The G7 countries, indeed practically all the OECD countries, have a profound underlying unity. Their socio-economic structures and conditions are so similar that they could be considered almost a single society. Their commonalities of societal interest are potentially overriding of the opposing interests of state; and this potentiality has been largely realized through their joint institutions. This is why the deep European integration, and the more loosely organized but still substantively deep integration of the trans-Atlantic arrangements, has occurred within the OECD space, but not in the global space. Integration is possible in this era within the OECD space, not in the G20 space or the UN space.
OECD has corresponded to the largest group possible at any time with such deep unity. The group keeps growing over the decades, as more countries become homogenous with the original trans-Atlantic core.
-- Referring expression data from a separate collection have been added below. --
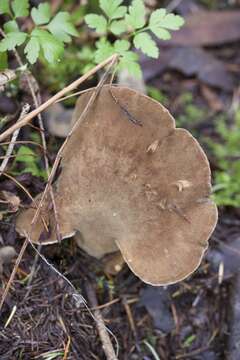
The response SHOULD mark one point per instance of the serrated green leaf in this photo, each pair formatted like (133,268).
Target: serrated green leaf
(97,22)
(51,47)
(4,7)
(3,61)
(104,50)
(121,46)
(160,22)
(12,40)
(20,8)
(146,44)
(112,8)
(32,50)
(62,28)
(42,14)
(136,17)
(11,26)
(118,27)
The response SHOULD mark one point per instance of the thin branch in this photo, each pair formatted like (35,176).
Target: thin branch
(59,154)
(103,333)
(57,96)
(19,258)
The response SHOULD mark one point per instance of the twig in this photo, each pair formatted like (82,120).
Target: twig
(3,166)
(57,96)
(59,154)
(173,5)
(124,110)
(27,193)
(19,258)
(104,336)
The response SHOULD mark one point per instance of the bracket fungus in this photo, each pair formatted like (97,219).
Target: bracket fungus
(143,190)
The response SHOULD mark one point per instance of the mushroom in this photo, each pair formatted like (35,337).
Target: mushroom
(143,190)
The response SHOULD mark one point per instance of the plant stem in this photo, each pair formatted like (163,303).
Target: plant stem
(57,96)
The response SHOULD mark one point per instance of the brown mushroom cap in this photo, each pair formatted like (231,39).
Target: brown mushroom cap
(142,189)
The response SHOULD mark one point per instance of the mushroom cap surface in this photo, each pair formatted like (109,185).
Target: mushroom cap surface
(141,189)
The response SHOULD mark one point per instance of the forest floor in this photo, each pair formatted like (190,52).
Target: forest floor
(196,78)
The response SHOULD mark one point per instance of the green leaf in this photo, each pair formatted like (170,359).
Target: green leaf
(97,22)
(25,155)
(52,48)
(118,27)
(20,8)
(146,44)
(104,50)
(62,28)
(4,7)
(136,16)
(11,26)
(12,40)
(42,14)
(112,8)
(129,62)
(160,22)
(3,61)
(121,46)
(32,50)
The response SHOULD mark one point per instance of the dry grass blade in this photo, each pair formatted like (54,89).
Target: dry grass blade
(3,165)
(57,96)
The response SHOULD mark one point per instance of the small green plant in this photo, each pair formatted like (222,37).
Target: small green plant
(227,154)
(46,39)
(130,27)
(30,162)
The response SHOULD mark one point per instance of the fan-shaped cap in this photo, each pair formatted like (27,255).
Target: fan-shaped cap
(141,189)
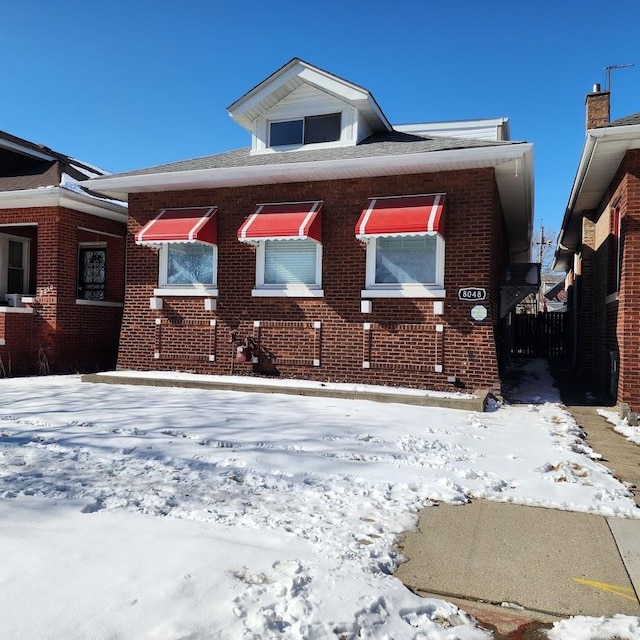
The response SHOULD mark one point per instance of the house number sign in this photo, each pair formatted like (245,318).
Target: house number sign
(473,294)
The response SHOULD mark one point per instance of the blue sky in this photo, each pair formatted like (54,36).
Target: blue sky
(133,83)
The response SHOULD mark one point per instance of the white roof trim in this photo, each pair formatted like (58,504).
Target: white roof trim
(513,165)
(61,197)
(603,151)
(335,169)
(297,72)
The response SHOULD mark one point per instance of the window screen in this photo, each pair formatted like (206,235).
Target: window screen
(290,262)
(406,260)
(190,263)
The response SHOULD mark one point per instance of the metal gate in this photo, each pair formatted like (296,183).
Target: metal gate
(544,335)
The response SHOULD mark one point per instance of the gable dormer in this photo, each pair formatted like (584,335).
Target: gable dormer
(303,107)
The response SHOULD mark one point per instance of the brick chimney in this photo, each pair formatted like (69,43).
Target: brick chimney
(598,108)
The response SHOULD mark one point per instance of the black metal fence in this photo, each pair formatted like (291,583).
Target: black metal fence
(544,335)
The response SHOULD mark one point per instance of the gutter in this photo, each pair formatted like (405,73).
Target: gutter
(62,197)
(214,177)
(595,138)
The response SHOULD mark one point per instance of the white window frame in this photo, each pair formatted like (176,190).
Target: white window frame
(403,290)
(348,128)
(303,119)
(286,290)
(4,261)
(189,289)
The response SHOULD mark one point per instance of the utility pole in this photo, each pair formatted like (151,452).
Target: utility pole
(542,242)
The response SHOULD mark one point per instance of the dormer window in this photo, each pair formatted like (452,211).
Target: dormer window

It has thereby not only not declined, but increased its share of global GDP, even while emerging economies also grow; and has kept its coherence at the same time, making its 77% share a meaningful statistic.
Raising the share still further, from 77% to 90%, would add little new capability; as it would be done by throwing out the coherence, it would subtract far more. This is the one thing that could truly render the G’s obsolete. It would destroy their capability to provide a measure of consistent guidance to the world economy. Out the window would also go the trend of cumulative global security and growth that the G7-OECD leadership has provided over a number of decades. It is easy to deprecate this achievement in the current moment of downturn. Nevertheless it is this achievement that has allowed the rise of the BRIC countries in the first place.
This in no way negates the use of the G14-20. G14 has had value as a G8 outreach, or G8 + 6. G8 has had value as a G7 + 1, with a truly cohesive core. But were this well articulated structure to be dissolved into an undifferentiated G14, it would lose its coherence, and most of its public utility with it. G20 has been used as a venue for raising funds for stimulus at this moment of financial crisis, and as a forum for the major economies of all parts of the world: a negotiating platform between North and South. Specific bargains are needed at this time; a forum is needed. But it is just that, a forum, not more; above all not an an option for replacing G7.
Dr. Ira Louis Straus is coordinator of the American branch, Committee on Eastern Europe and Russia in NATO. This piece first appeared at Atlantic Community.